The reintroduction of border control at the internal borders remains an exception and is allowed in the event of a serious threat to public policy or internal security has been established (in this case, the Covid-19 pandemia). So, let’s have a look at the updated list.

EU border control
The map shows EU border restriction measures by country.

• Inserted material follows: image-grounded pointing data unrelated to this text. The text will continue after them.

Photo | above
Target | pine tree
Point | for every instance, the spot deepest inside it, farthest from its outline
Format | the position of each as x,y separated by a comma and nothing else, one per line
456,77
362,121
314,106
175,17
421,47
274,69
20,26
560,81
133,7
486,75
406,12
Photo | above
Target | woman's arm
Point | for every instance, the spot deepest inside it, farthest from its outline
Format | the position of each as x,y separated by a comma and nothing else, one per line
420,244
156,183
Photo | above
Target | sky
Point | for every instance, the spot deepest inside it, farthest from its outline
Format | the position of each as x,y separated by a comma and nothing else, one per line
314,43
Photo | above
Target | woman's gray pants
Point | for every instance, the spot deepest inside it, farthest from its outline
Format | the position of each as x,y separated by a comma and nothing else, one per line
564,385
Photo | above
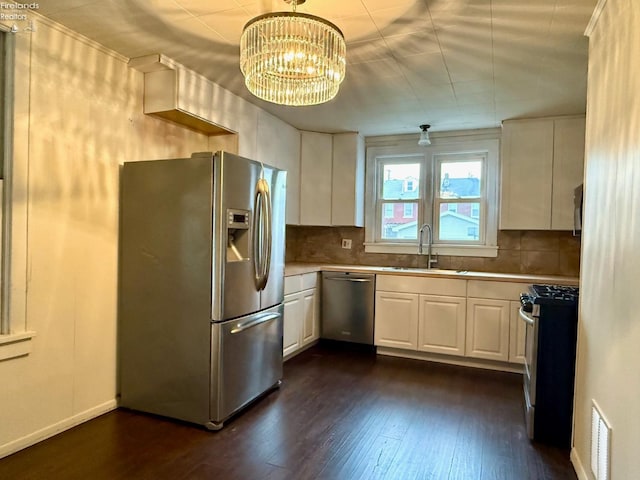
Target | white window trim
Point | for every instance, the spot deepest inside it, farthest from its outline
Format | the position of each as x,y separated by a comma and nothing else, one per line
15,336
447,144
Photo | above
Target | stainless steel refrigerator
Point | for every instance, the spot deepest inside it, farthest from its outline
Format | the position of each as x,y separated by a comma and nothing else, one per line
201,285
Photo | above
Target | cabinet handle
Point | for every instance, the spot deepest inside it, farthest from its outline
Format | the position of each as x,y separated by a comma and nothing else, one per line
256,321
340,279
527,318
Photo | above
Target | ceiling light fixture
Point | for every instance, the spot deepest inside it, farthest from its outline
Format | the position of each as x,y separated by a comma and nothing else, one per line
424,136
292,58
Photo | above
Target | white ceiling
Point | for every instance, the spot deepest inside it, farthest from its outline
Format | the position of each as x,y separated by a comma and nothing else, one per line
455,64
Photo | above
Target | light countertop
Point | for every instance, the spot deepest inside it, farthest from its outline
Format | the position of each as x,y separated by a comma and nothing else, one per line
301,268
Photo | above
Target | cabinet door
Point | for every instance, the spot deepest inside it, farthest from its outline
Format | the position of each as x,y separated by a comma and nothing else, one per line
527,168
488,329
396,320
568,168
516,334
293,312
441,326
310,317
347,186
315,178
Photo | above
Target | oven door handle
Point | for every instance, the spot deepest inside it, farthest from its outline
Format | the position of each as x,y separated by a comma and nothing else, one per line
526,317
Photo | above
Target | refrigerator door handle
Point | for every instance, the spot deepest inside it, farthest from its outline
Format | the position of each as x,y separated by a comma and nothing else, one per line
257,244
241,327
266,218
262,234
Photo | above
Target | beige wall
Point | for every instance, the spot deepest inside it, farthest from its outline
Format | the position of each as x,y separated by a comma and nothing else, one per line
609,325
548,253
78,118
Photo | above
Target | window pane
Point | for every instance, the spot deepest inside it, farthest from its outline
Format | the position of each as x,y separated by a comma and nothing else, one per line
460,179
400,181
398,226
461,224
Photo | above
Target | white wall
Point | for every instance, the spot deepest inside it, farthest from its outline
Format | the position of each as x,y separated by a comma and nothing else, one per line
609,324
78,118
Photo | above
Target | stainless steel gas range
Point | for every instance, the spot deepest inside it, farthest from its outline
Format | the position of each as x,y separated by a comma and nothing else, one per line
551,316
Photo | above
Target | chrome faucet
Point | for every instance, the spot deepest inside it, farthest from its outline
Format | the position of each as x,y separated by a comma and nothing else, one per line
430,242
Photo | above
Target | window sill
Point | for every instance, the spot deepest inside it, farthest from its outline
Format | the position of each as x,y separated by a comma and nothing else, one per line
451,250
15,345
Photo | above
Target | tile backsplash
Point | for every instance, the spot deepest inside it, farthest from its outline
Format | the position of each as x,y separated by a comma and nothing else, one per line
532,252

Source: European Union

🔎 These are the countries that temporarily reintroduced border controls related to Coronavirus COVID-19 and their dates to have them lifted:

Austria (8 May – 31 May 2020) – land borders with Germany, Italy, Switzerland, Liechtenstein, Slovakia and Czechia;

Belgium (19 May – 8 June 2020) – all internal borders;

Czechia (14 May – 13 June 2020) – land borders with Austria and Germany, air borders;

Denmark (12 May – 12 November 2020) all internal borders;

Estonia (18 May – 16 June 2020) – internal air and sea borders;

Finland (19 March – 14 June 2020) – all internal borders;

France (1 May – 31 October 2020)all internal borders;

Germany (16 May – 15 June 2020) – land and air borders with Austria, Switzerland, France, Denmark, Italy and Spain, sea border with Denmark;

Hungary (12 May – 11 November 2020) – all internal land and air borders;

Iceland (24 April – 3 June 2020) – all internal borders;

Lithuania (14 May – 31 May 2020) – all internal borders;

Norway (15 May – 13 August 2020) – all internal borders

Portugal (15 May – 15 June 2020) – land border with Spain;

Poland (14 March – 12 June 2020) – land borders with Czechia, Slovakia, Germany, Lithuania, sea borders, air borders;

Slovakia (8 April – 27 May 2020) – all internal borders.

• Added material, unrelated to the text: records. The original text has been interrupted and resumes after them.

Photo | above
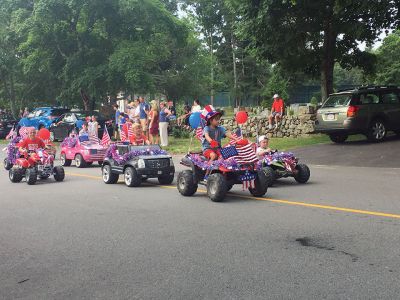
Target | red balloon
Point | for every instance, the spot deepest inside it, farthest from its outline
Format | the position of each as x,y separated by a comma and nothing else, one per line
241,117
44,134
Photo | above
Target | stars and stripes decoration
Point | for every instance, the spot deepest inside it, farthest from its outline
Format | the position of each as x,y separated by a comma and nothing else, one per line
12,134
105,140
237,134
248,180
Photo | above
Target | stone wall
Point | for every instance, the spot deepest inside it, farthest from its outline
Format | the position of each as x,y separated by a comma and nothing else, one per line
302,124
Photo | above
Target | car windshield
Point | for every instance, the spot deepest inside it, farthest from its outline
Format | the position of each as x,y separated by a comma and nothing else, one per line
337,100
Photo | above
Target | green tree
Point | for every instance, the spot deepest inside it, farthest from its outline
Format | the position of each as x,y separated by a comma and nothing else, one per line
311,36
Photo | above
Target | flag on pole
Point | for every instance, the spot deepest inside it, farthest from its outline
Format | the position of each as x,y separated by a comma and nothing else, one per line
105,140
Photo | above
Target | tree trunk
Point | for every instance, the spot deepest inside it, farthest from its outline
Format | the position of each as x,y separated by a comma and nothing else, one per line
234,71
328,60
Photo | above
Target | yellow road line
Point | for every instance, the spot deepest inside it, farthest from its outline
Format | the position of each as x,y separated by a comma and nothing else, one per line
288,202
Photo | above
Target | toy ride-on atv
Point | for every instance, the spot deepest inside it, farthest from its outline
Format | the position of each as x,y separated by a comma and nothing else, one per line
284,164
238,165
137,163
33,165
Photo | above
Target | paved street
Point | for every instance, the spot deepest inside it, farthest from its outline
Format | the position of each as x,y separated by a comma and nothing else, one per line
336,237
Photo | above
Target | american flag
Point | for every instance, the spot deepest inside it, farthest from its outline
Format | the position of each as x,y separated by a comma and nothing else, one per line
246,154
105,140
237,134
11,134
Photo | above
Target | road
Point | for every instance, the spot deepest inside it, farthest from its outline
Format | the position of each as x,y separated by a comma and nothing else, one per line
335,237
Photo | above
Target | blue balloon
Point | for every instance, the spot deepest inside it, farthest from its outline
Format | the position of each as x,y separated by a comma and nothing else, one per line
194,120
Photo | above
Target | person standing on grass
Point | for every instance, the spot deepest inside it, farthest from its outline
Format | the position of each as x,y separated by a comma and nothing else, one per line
143,112
164,114
276,111
116,127
154,123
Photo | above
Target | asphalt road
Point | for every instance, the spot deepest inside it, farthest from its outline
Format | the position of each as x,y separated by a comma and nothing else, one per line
335,237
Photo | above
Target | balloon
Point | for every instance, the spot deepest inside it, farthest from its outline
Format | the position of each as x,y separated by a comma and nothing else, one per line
44,134
241,117
194,120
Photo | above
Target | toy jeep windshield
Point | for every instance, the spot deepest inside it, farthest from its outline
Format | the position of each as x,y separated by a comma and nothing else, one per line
137,163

Spain (10 May – 7 June 2020) – all internal borders;

Switzerland (14 May – 8 June 2020) – all internal air and land borders except from borders with Liechtenstein;

🌱 To look forward🌱

The European Commission promises to learn from the crisis and anticipate new trends and consumer patterns related to it. It says the future of tourism in the EU should be “more resilient and sustainable” and contribute to the European Green Deal and to establish stronger communities. “Our shared ambition should be to maintain Europe as the world’s leading tourist destination in terms of value, quality, sustainability and innovation”, says the EC. “This vision should guide the use of financial resources and investment at European, national, regional and local levels,” details the EC.